3-Hydroxytetrahydrofuran
- Names: Preferred IUPAC name Oxolan-3-ol

Identifiers
- CAS Number: 453-20-3;
- 3D model (JSmol): Interactive image;
- ChemSpider: 9566;
- ECHA InfoCard: 100.006.564
- PubChem CID: 9960;
- UNII: 4MA8Z6Y28L;
- CompTox Dashboard (EPA): DTXSID20868947 ;

Properties
- Chemical formula: C_{4}H_{8}O_{2}
- Molar mass: 88.106 g·mol^{−1}
- Density: 1.087 g/cm^{3} @19 °C
- Boiling point: 179 °C (354 °F; 452 K) (88−89 °C @17 mm Hg)
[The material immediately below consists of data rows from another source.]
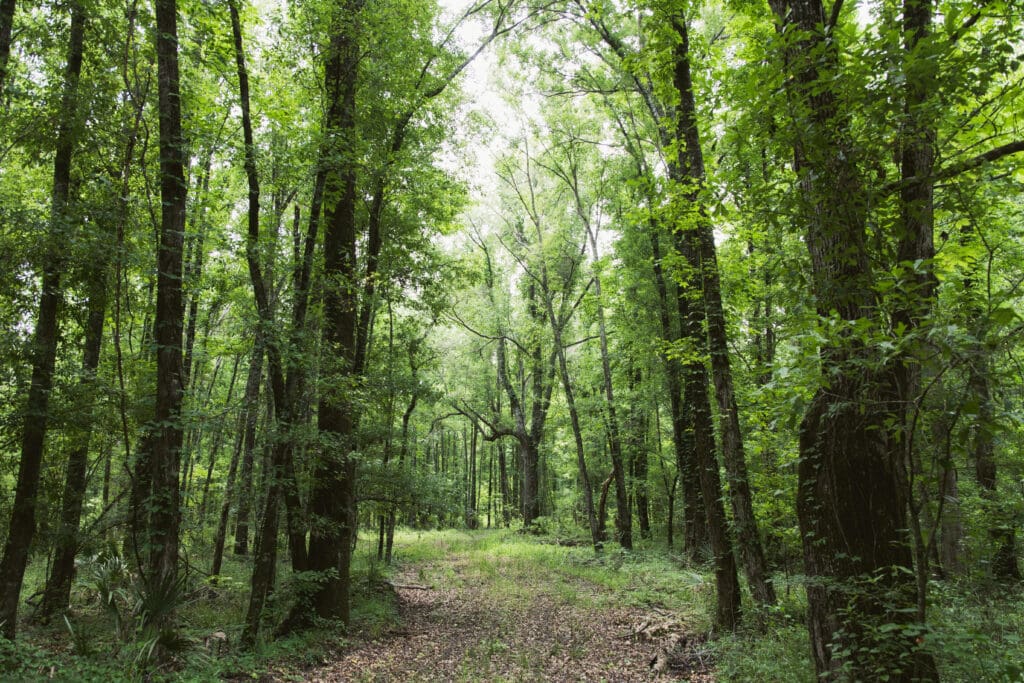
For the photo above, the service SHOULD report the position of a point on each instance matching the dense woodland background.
(738, 280)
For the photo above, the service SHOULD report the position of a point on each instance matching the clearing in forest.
(494, 606)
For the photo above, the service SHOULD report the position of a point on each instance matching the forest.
(511, 340)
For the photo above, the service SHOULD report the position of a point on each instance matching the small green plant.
(82, 643)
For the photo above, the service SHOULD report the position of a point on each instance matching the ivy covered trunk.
(44, 344)
(852, 502)
(332, 500)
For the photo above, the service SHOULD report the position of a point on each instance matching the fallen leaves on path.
(467, 626)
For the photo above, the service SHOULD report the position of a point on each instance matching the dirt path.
(504, 622)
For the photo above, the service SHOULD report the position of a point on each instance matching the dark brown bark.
(281, 471)
(503, 480)
(250, 413)
(163, 501)
(57, 592)
(694, 519)
(704, 263)
(852, 505)
(637, 453)
(701, 442)
(220, 535)
(6, 30)
(624, 516)
(585, 484)
(22, 527)
(333, 497)
(1001, 530)
(218, 439)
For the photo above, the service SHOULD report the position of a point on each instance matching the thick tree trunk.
(704, 264)
(852, 505)
(58, 583)
(163, 503)
(44, 345)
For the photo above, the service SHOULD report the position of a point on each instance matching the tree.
(61, 226)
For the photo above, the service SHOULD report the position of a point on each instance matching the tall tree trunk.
(852, 502)
(333, 495)
(588, 492)
(694, 519)
(218, 440)
(6, 30)
(220, 535)
(624, 516)
(250, 412)
(57, 591)
(1001, 531)
(44, 344)
(164, 504)
(635, 428)
(702, 261)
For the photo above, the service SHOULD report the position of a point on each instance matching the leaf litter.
(511, 625)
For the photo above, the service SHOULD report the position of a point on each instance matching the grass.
(976, 628)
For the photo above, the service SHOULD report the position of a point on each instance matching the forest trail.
(473, 616)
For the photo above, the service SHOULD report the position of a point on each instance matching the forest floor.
(493, 607)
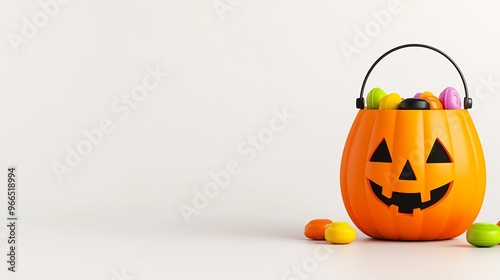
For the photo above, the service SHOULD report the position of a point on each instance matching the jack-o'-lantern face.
(408, 201)
(413, 174)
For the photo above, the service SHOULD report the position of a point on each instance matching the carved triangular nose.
(407, 172)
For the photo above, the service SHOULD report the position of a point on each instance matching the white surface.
(119, 208)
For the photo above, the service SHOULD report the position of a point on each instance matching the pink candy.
(450, 99)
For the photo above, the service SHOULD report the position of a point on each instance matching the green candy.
(373, 98)
(483, 234)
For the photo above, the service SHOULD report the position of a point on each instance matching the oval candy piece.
(340, 233)
(390, 102)
(414, 104)
(426, 93)
(450, 99)
(483, 234)
(315, 229)
(373, 98)
(433, 101)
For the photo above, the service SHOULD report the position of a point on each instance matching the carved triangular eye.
(438, 153)
(381, 154)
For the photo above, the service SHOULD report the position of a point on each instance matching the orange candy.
(315, 229)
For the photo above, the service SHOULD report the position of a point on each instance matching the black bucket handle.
(360, 102)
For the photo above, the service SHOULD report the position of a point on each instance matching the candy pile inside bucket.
(449, 99)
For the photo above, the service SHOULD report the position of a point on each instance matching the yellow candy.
(390, 102)
(340, 233)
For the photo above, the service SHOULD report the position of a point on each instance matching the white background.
(116, 215)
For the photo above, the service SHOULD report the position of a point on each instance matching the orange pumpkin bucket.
(413, 173)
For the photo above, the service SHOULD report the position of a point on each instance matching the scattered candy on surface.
(434, 102)
(414, 104)
(450, 99)
(483, 234)
(390, 102)
(340, 233)
(315, 229)
(373, 98)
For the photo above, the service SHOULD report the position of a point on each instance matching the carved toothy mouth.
(406, 202)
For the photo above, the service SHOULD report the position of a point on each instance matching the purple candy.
(450, 98)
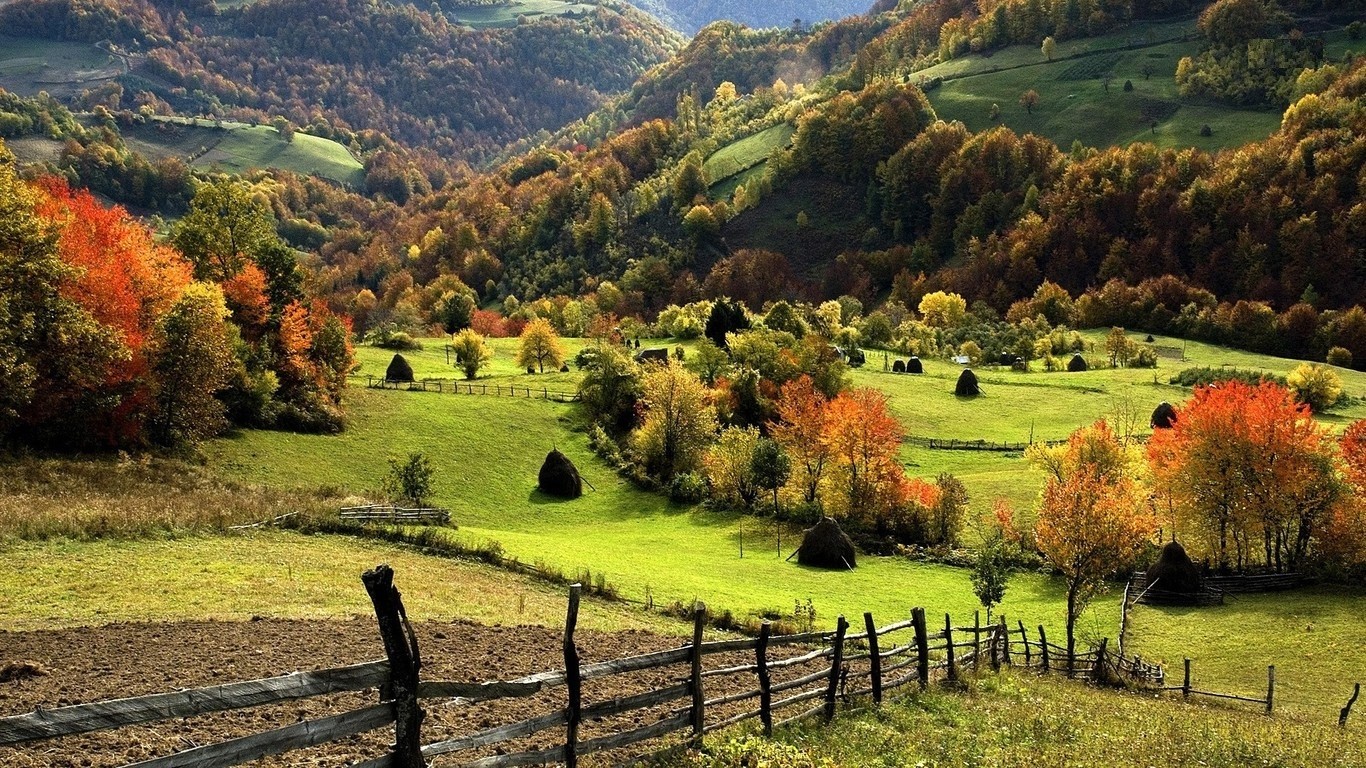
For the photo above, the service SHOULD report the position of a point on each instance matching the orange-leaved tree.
(1093, 518)
(1247, 473)
(862, 439)
(801, 421)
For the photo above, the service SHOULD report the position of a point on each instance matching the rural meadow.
(493, 383)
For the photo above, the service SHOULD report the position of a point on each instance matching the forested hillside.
(362, 73)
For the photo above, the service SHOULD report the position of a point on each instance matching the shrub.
(399, 369)
(410, 481)
(687, 488)
(1316, 386)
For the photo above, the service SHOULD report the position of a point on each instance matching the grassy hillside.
(741, 160)
(1075, 103)
(1018, 720)
(273, 574)
(506, 15)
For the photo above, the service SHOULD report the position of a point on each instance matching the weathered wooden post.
(573, 712)
(695, 678)
(977, 640)
(400, 645)
(1006, 642)
(1342, 716)
(948, 645)
(1098, 668)
(836, 662)
(874, 662)
(922, 647)
(765, 683)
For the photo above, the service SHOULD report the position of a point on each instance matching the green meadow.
(1077, 104)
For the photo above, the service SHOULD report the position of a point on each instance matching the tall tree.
(226, 228)
(193, 361)
(1093, 519)
(471, 353)
(540, 346)
(678, 424)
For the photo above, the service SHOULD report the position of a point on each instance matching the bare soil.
(137, 659)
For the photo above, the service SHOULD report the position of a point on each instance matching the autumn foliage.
(1246, 477)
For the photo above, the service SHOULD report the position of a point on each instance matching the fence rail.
(772, 678)
(392, 514)
(456, 387)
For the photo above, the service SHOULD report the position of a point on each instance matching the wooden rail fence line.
(794, 675)
(471, 388)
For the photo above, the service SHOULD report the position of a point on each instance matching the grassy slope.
(486, 476)
(1021, 720)
(271, 573)
(1074, 104)
(1313, 636)
(746, 153)
(481, 17)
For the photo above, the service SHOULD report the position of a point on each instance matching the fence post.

= 3-Hydroxytetrahydrofuran =

3-Hydroxytetrahydrofuran (3-OH THF) is a colorless liquid with a normal boiling point of 179 °C and boiling at 88−89 °C at 17 mmHg, with density (1.087 g/cm^{3} at 19 °C). 3-OH THF is a useful pharmaceutical intermediate. The enantiopure (absolute configuration S) version of this compound is an intermediate to launched retroviral drugs.

== Synthesis ==
3-Hydroxytetrahydrofuran was prepared in 1909 by Pariselle via cyclization and hydrolysis of 3,4-Dibromo-1-methoxybutane. Chiral 3-hydroxytetrahydrofuran (both (S) – and (R)-forms) has been synthesized in high enantiomeric purity from (S)- and (R)-1,2,4-butanetriol, respectively, obtained from chiral feedstocks. Thus, the chiral (S)-1,2,4-butanetriol intermediate was cyclized to chiral (S)-3-hydroxytetrahydrofuran in the presence of p-toluenesulfonic acid (PTSA) catalyst at temperatures of 180−220 °C.
Similarly, (S)-3-hydroxytetrahydrofuran was prepared in 95.8% optical purity from L-malic acid via an esterification-reduction-cyclodehydration sequence. 3-hydroxytetrahydrofuran has been synthesized via hydroboration of 2,3- and 2,5-dihydrofuran employing various borane reagents and chiral 3-hydroxytetrahydrofurans have also been prepared by catalytic asymmetric hydroboration of 2,3- and 2,5-dihydrofurans with a borane in the presence of a homogeneous chiral platinum complex, followed by oxidation. Racemic 3-hydroxytetrahydrofuran may be prepared in analogous fashion from racemic butanetriol, employing PTSA catalyst for the dehydrocyclization. Alternatively, 1,2,4-butanetriol may be converted to 3-hydroxytetrahydrofuran by treating with ethylene carbonate, followed by pyrolysis of the resulting carbonate ester.

== Applications ==
3-Hydroxytetrahydrofuran is an intermediate to the AIDS drugs amprenavir and fosamprenavir. Additionally, 3-OH THF has been an intermediate to developmental drug substances, such as chemotherapy agents. For example, reaction of phosphorus pentasulfide with 3-hydroxytetrahydrofuran has been used in the synthesis of bis(O,O-di(tetrahydrofuran-3-yl)hydrogen dithiophosphate)platinum(II), a cisplatin analog. 3-hydroxytetrahydrofuran may be converted into a range of tetrahydrofuran derivatives, many of which also serve as intermediates to compounds of pharmaceutical interest. For example, tetrahydrofuran-3-one (3-ketotetrahydrofuran) and 3-aminotetrahydrofuran have been synthesized from 3-hydroxytetrahydrofuran and used in pharmaceutical syntheses. Additionally, additive amounts (0.05-0.15 weight %) of the nitrate ester manufactured by sulfuric acid-nitric acid nitration of 3-hydoxytetrahydrofuran have been found to increase the quality (cetane number) of diesel fuel.